So - are you building a wooden sailboat ?


----------



## eastwind (Jun 18, 2016)

Thanks for all that excellent info. My main use will be ripping down sheets of 4x8 plywood and masonite. I don't have a table saw, don't have room for a table saw, and am afraid of table saws. I'm looking at a track saw as a much safer and easier to use alternative for dealing with the sheet material. I'll build a 4'x8' work table to make the rip job easy for me to do solo. (I'll build it with removable legs for on-end storage). 

I will probably also press the saw into service in place of a chop/miter saw, which I don't have either. If I have any money left, I might buy a miter saw for cross cuts.

I established early on that I didn't want a cordless model. I've never been happy with battery tools. The first set of reviews I looked at only reviewed a cordless Dewalt, so that's why it got eliminated early. I'll have to go back and check if their older corded model is still available - I have it in my head that the review said they went cordless-only and that's why I wrote them off. I don't have any working cordless batteries anymore.

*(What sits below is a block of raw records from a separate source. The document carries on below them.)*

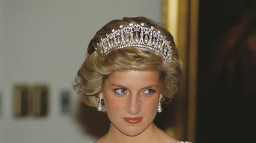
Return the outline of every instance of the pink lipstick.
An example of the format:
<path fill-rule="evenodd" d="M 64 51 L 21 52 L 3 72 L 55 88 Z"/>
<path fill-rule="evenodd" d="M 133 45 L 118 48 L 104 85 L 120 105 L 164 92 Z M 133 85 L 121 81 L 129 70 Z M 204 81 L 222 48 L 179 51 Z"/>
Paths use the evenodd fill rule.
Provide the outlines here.
<path fill-rule="evenodd" d="M 123 118 L 125 121 L 129 123 L 138 123 L 140 122 L 142 118 L 142 117 L 136 117 L 136 118 Z"/>

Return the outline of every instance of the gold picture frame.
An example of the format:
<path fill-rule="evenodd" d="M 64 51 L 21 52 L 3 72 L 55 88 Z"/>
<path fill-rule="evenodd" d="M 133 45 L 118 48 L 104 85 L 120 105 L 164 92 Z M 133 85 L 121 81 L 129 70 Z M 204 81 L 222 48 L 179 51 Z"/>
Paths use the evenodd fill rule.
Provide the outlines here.
<path fill-rule="evenodd" d="M 167 132 L 195 142 L 199 0 L 162 0 L 162 23 L 173 34 L 183 63 L 181 92 Z"/>

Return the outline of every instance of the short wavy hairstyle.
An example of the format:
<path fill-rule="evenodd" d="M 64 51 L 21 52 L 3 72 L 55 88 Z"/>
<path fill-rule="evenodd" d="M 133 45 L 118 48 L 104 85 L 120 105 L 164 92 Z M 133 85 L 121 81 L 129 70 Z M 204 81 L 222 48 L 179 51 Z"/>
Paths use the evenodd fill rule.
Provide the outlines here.
<path fill-rule="evenodd" d="M 166 36 L 172 47 L 172 61 L 166 61 L 157 52 L 149 49 L 127 47 L 112 50 L 109 53 L 96 56 L 96 44 L 101 42 L 112 29 L 117 29 L 120 25 L 128 26 L 130 23 L 140 24 L 145 27 L 154 26 Z M 73 88 L 80 95 L 85 103 L 97 107 L 98 95 L 103 90 L 104 81 L 114 71 L 125 70 L 155 71 L 160 73 L 162 102 L 170 101 L 177 93 L 182 75 L 182 62 L 171 34 L 160 24 L 145 17 L 124 17 L 114 20 L 99 29 L 91 40 L 88 47 L 87 55 L 77 72 Z"/>

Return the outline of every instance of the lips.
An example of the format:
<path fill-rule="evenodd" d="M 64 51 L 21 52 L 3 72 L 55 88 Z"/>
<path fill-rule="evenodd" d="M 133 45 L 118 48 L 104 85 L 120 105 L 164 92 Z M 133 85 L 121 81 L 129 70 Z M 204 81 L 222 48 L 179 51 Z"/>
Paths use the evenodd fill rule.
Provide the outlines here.
<path fill-rule="evenodd" d="M 142 117 L 136 117 L 136 118 L 123 118 L 125 122 L 129 123 L 138 123 L 140 122 L 142 118 Z"/>

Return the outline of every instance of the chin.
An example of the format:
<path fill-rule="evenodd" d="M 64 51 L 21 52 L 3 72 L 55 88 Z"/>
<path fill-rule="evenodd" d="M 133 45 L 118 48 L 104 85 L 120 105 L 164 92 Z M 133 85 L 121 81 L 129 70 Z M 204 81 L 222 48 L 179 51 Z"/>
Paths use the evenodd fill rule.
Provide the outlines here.
<path fill-rule="evenodd" d="M 125 130 L 125 131 L 120 131 L 122 133 L 125 134 L 125 135 L 128 136 L 137 136 L 143 133 L 145 131 L 146 129 L 138 129 L 137 128 L 133 128 L 133 129 L 130 129 L 129 130 Z"/>

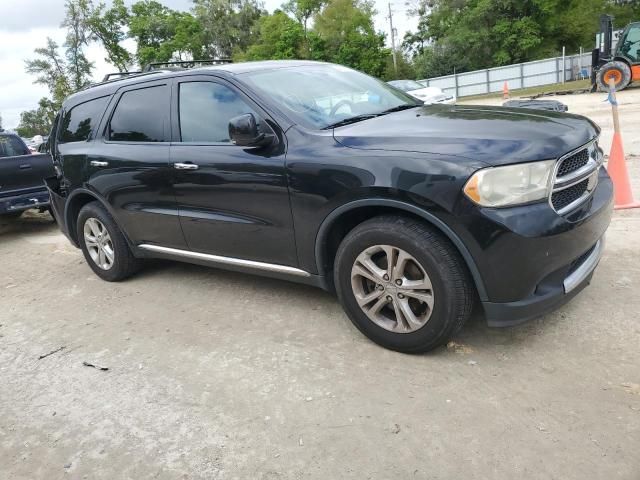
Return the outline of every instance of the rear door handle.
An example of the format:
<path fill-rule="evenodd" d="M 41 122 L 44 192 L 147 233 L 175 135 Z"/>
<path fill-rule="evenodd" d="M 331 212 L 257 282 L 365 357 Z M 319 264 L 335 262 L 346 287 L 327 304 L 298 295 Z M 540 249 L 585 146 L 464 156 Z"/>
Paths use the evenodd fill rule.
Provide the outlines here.
<path fill-rule="evenodd" d="M 195 163 L 174 163 L 173 168 L 177 170 L 197 170 L 198 165 Z"/>

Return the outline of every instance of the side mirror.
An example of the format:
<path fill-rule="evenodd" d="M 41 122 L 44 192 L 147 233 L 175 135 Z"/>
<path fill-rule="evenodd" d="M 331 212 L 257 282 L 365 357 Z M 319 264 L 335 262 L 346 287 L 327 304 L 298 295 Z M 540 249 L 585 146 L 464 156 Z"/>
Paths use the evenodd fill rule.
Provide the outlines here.
<path fill-rule="evenodd" d="M 239 147 L 261 147 L 273 142 L 273 135 L 258 132 L 256 119 L 251 113 L 229 120 L 229 138 L 231 143 Z"/>

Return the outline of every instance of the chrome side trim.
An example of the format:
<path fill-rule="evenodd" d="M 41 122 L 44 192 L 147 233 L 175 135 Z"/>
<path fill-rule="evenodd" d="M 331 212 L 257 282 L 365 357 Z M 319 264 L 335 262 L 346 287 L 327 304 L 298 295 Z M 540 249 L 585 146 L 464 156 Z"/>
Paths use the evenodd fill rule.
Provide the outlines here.
<path fill-rule="evenodd" d="M 208 253 L 191 252 L 189 250 L 180 250 L 178 248 L 161 247 L 160 245 L 150 245 L 143 243 L 138 245 L 143 250 L 150 252 L 162 253 L 173 257 L 192 258 L 195 260 L 203 260 L 218 265 L 232 265 L 235 267 L 253 268 L 255 270 L 265 270 L 268 272 L 286 273 L 296 275 L 298 277 L 310 277 L 309 272 L 300 270 L 299 268 L 288 267 L 286 265 L 275 265 L 273 263 L 256 262 L 254 260 L 243 260 L 241 258 L 221 257 L 219 255 L 210 255 Z"/>
<path fill-rule="evenodd" d="M 578 268 L 576 268 L 571 275 L 564 279 L 564 293 L 569 293 L 580 285 L 585 278 L 587 278 L 591 272 L 593 272 L 598 266 L 598 262 L 602 257 L 604 251 L 604 237 L 598 240 L 596 246 L 593 248 L 593 252 L 582 262 Z"/>

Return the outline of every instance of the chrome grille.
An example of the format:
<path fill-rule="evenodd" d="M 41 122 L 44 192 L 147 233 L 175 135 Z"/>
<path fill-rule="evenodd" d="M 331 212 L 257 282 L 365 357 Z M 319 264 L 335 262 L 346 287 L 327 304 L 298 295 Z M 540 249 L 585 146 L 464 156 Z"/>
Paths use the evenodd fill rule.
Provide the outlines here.
<path fill-rule="evenodd" d="M 589 150 L 584 148 L 575 155 L 565 158 L 558 168 L 558 176 L 563 177 L 579 168 L 584 167 L 589 162 Z"/>
<path fill-rule="evenodd" d="M 562 210 L 566 208 L 571 203 L 575 202 L 578 198 L 580 198 L 587 191 L 587 187 L 589 186 L 589 180 L 583 180 L 580 183 L 576 183 L 572 187 L 565 188 L 564 190 L 560 190 L 559 192 L 555 192 L 551 195 L 551 203 L 553 204 L 553 208 L 558 210 Z"/>
<path fill-rule="evenodd" d="M 591 197 L 603 158 L 594 139 L 558 160 L 549 203 L 559 215 L 575 210 Z"/>

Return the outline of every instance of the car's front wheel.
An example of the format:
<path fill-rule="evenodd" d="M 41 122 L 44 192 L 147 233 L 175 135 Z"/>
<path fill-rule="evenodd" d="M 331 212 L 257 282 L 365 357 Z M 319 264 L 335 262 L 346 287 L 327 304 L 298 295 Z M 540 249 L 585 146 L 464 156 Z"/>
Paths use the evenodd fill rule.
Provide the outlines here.
<path fill-rule="evenodd" d="M 140 261 L 133 256 L 118 225 L 99 202 L 82 207 L 76 228 L 84 258 L 100 278 L 117 282 L 138 270 Z"/>
<path fill-rule="evenodd" d="M 334 276 L 351 321 L 392 350 L 418 353 L 446 343 L 473 307 L 459 253 L 434 229 L 407 217 L 376 217 L 349 232 Z"/>

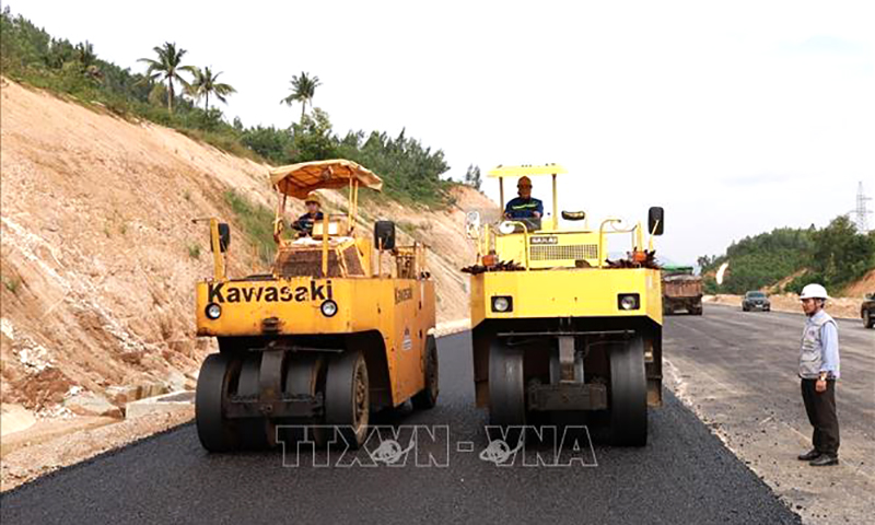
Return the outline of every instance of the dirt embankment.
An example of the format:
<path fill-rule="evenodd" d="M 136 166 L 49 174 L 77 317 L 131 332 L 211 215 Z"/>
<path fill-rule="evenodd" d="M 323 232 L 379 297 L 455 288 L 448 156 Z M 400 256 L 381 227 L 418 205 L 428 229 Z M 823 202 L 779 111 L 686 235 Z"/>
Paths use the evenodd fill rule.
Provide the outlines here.
<path fill-rule="evenodd" d="M 703 301 L 707 303 L 728 304 L 732 306 L 742 307 L 742 295 L 705 295 Z M 769 295 L 769 301 L 772 303 L 772 310 L 775 312 L 792 312 L 794 314 L 802 313 L 800 305 L 800 296 L 795 293 L 784 293 L 780 295 Z M 847 319 L 860 318 L 860 304 L 862 300 L 854 298 L 833 298 L 827 301 L 826 311 L 833 317 L 843 317 Z"/>
<path fill-rule="evenodd" d="M 228 220 L 229 272 L 249 273 L 253 256 L 224 192 L 272 207 L 268 166 L 0 84 L 0 400 L 37 419 L 119 417 L 127 398 L 192 387 L 211 351 L 194 337 L 194 283 L 211 265 L 206 228 L 191 219 Z M 454 191 L 459 205 L 492 206 L 477 191 Z M 402 240 L 431 246 L 439 320 L 466 316 L 457 270 L 475 254 L 462 207 L 372 208 L 363 214 L 393 219 Z M 291 214 L 301 211 L 295 205 Z"/>

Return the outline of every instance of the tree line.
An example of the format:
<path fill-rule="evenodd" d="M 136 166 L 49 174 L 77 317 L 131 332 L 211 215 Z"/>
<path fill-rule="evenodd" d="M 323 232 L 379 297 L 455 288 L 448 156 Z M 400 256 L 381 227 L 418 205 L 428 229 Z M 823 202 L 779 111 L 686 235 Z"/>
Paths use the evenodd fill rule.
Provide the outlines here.
<path fill-rule="evenodd" d="M 0 15 L 0 67 L 13 80 L 96 103 L 122 117 L 172 127 L 231 153 L 272 164 L 347 158 L 381 174 L 389 198 L 436 207 L 451 201 L 447 189 L 454 183 L 442 178 L 450 170 L 442 150 L 407 137 L 405 130 L 397 137 L 382 131 L 336 133 L 328 113 L 313 105 L 322 82 L 308 72 L 292 75 L 288 95 L 279 101 L 301 105 L 296 122 L 247 127 L 240 118 L 226 121 L 215 105 L 236 93 L 220 80 L 224 73 L 212 66 L 186 63 L 187 50 L 176 43 L 155 46 L 151 56 L 139 60 L 144 70 L 132 72 L 102 60 L 91 43 L 54 38 L 13 15 L 8 7 Z M 466 183 L 479 187 L 479 168 L 476 180 L 472 170 L 469 166 Z"/>
<path fill-rule="evenodd" d="M 875 231 L 859 232 L 847 215 L 817 229 L 782 228 L 733 243 L 721 256 L 701 256 L 707 293 L 745 293 L 773 287 L 796 275 L 782 292 L 800 293 L 812 282 L 838 294 L 875 268 Z M 727 277 L 718 285 L 713 272 L 728 262 Z"/>

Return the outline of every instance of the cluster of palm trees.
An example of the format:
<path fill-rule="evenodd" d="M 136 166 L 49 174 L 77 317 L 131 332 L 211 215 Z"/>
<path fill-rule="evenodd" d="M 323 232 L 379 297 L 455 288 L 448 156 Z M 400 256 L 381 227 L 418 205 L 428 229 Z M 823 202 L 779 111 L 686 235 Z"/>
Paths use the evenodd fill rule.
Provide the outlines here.
<path fill-rule="evenodd" d="M 210 109 L 210 96 L 214 96 L 219 102 L 226 103 L 225 97 L 236 93 L 231 84 L 219 82 L 221 71 L 213 73 L 212 69 L 206 67 L 200 69 L 196 66 L 183 66 L 183 56 L 186 49 L 177 48 L 175 43 L 166 42 L 163 46 L 153 48 L 156 58 L 141 58 L 139 61 L 147 63 L 145 78 L 153 82 L 166 83 L 167 85 L 167 112 L 173 113 L 173 100 L 176 95 L 174 83 L 182 85 L 183 93 L 195 98 L 203 98 L 203 108 Z M 191 74 L 191 80 L 187 80 L 182 73 Z M 304 120 L 307 104 L 313 108 L 313 96 L 316 88 L 320 85 L 319 78 L 310 75 L 306 72 L 295 74 L 291 80 L 291 92 L 289 96 L 282 98 L 280 104 L 291 106 L 301 103 L 301 121 Z"/>
<path fill-rule="evenodd" d="M 173 100 L 176 96 L 176 89 L 174 82 L 183 86 L 183 92 L 195 98 L 203 98 L 203 109 L 210 109 L 210 95 L 215 96 L 219 102 L 225 103 L 225 97 L 237 90 L 231 84 L 219 82 L 221 71 L 213 73 L 207 67 L 203 69 L 197 66 L 183 66 L 183 57 L 187 52 L 186 49 L 177 48 L 175 43 L 166 42 L 163 46 L 153 48 L 158 59 L 141 58 L 141 62 L 145 62 L 148 68 L 145 77 L 155 82 L 167 83 L 167 112 L 173 113 Z M 187 72 L 191 74 L 191 81 L 186 80 L 182 73 Z"/>

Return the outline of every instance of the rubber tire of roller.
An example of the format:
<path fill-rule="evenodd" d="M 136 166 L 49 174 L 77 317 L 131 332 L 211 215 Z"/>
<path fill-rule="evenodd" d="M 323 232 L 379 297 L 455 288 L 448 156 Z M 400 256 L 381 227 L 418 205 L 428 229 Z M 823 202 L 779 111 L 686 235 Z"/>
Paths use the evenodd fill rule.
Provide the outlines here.
<path fill-rule="evenodd" d="M 358 380 L 362 374 L 364 382 L 364 399 L 357 399 Z M 348 350 L 336 355 L 328 363 L 325 380 L 325 422 L 337 425 L 347 444 L 358 450 L 368 438 L 370 419 L 370 393 L 368 366 L 364 357 L 357 350 Z M 363 401 L 364 409 L 357 421 L 355 405 Z"/>
<path fill-rule="evenodd" d="M 209 452 L 233 452 L 240 447 L 236 429 L 222 416 L 230 384 L 240 361 L 226 353 L 211 353 L 203 360 L 195 390 L 195 425 L 200 444 Z"/>
<path fill-rule="evenodd" d="M 261 354 L 247 353 L 240 371 L 237 395 L 258 396 L 261 387 L 258 376 L 261 373 Z M 266 418 L 246 418 L 237 422 L 241 446 L 247 451 L 264 451 L 268 448 L 268 421 Z"/>
<path fill-rule="evenodd" d="M 489 424 L 526 424 L 523 351 L 495 339 L 489 347 Z"/>
<path fill-rule="evenodd" d="M 644 339 L 634 336 L 610 349 L 610 442 L 616 446 L 648 443 L 648 381 Z"/>

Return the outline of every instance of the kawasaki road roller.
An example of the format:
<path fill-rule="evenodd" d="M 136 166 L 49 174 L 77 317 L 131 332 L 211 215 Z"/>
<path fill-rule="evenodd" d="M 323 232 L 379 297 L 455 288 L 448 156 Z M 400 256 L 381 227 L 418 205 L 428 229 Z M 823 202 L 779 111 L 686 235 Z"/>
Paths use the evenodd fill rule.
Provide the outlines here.
<path fill-rule="evenodd" d="M 491 425 L 571 418 L 595 424 L 612 444 L 641 446 L 648 407 L 662 405 L 653 237 L 663 233 L 663 209 L 649 210 L 646 232 L 616 217 L 591 225 L 585 211 L 559 211 L 557 177 L 565 173 L 557 164 L 499 166 L 488 175 L 499 179 L 502 205 L 505 178 L 517 180 L 520 197 L 500 217 L 467 213 L 478 247 L 464 269 L 471 273 L 476 402 Z M 551 178 L 551 212 L 530 195 L 537 176 Z M 609 240 L 625 246 L 616 260 Z"/>
<path fill-rule="evenodd" d="M 300 439 L 357 448 L 375 411 L 438 399 L 425 246 L 396 245 L 393 222 L 376 221 L 371 233 L 359 221 L 359 190 L 383 183 L 354 162 L 277 167 L 270 184 L 278 203 L 269 272 L 228 277 L 230 228 L 209 220 L 214 273 L 197 283 L 197 335 L 214 337 L 219 351 L 198 376 L 198 438 L 211 452 Z M 332 207 L 343 213 L 320 210 L 317 190 L 346 196 Z M 285 226 L 289 198 L 310 210 L 295 230 Z"/>

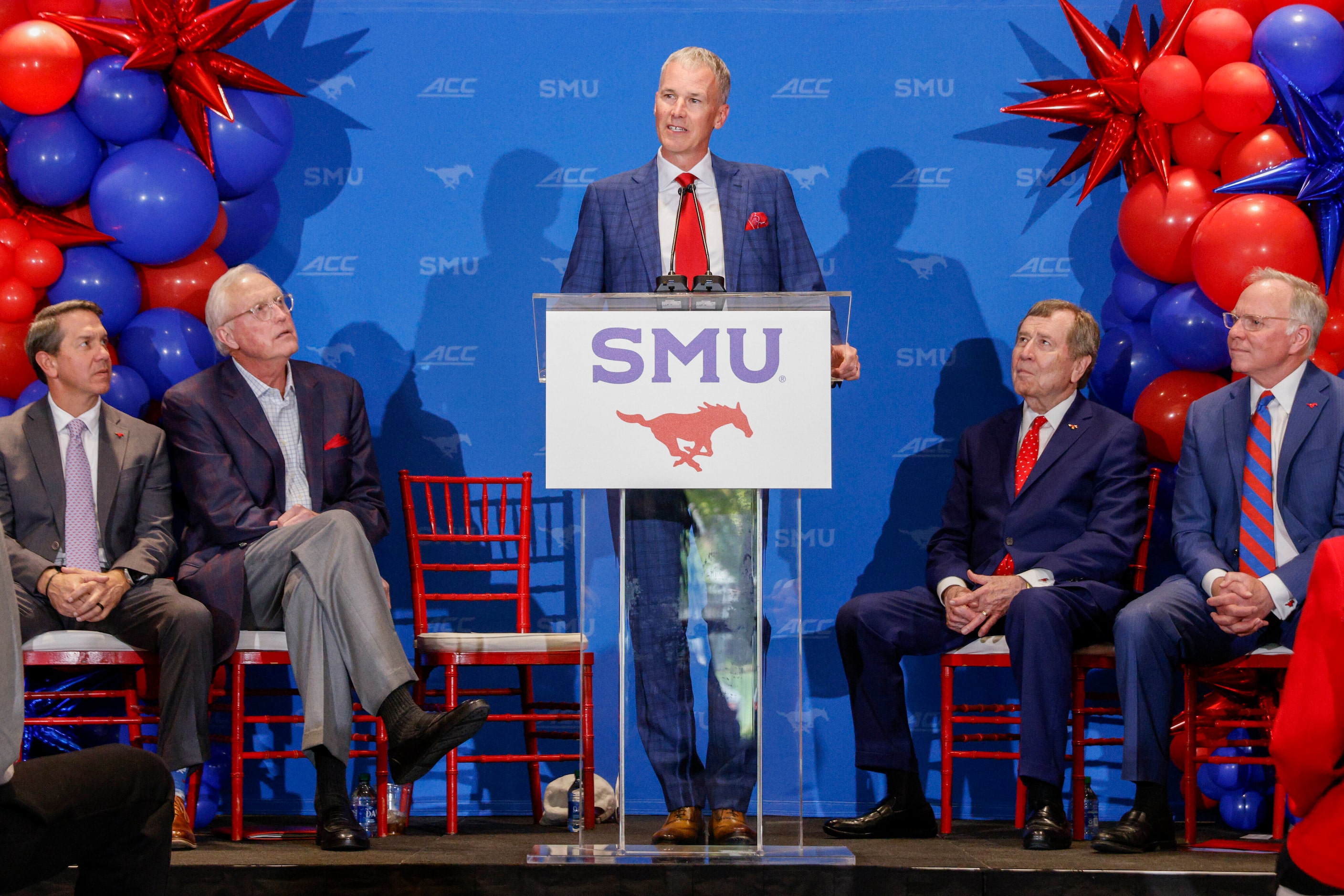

The Bosch has a key advantage when it comes to the track. First, once you put two of them together, it's enough longer than 8' that you have room for the saw on the track before and after the material, unlike the other models, which don't give you enough track for a landing zone. The other advantage is the way it locks two pieces together so that it's a guaranteed straight result - a superior design to the other vendors tracks.

Main advantage of the kreg is it's cheaper while having almost all the fancy features. The makita is also cheaper, but I don't like it as well. Don't want to pay for a festools. There are a few super-cheap brands I don't trust at all. There's a mafell that's too expensive - and the bosch is actually made by mafell and is identical minus a few features I don't need. No Milwaukee yet.

But in the end I have to start with the list of ones I can get and pick from there...

As far as what they're called in spanish: sometimes they are just called Sierra Circular. Sometimes they are Sierra de inmersión, or Sierra circular de corte de inmersión, or sierra de pista. The tracks are sometimes called riel guía. 

"Sierra circular de inmersión con rieles guía" is probably going to be clear, I hope.


----------



## MangoTango (Feb 8, 2020)

Is the seaweed THAT bad this year ?


----------



## eastwind (Jun 18, 2016)

Lol, not for the seaweed.

Amazon.com has the Kreg saw (just the saw, no rail kit) for $299, only shipping to the US, but for free. Amazon.mx has just the saw for 8407 pesos, free delivery. Mercado libre has it for 15,147, free delivery. Ugh.

I couldn't find any track saws on your online tools store, but I haven't tried writing them to ask yet.

I'm planning on driving to Laredo next month to get my stored stuff, I might just buy it from Home Depot Laredo and try to bring it over the border myself (paying the duty). If I start off with Hey, I've got this saw I just bought that I need to pay duty on, they might decide to pay less attention to my other stuff. You think?

I can buy the Bosch using 'store pickup' at the Laredo Home Depot.


----------



## MangoTango (Feb 8, 2020)

No - regarding the seaweed I was implying you should spend your time on the beach and let some hard-working cheap Mexican labor do your demo work.

I would still contact that ferreteria I suggested. They are in Mexico City/Puebla and they probably speak English. You can probably find anything on earth in Mexico City. Also, I often find that if I have my mind set on a particular solution and I explain what I am looking for to a knowledgeable person they very often come up with a better/alternative solution.

Good luck.


----------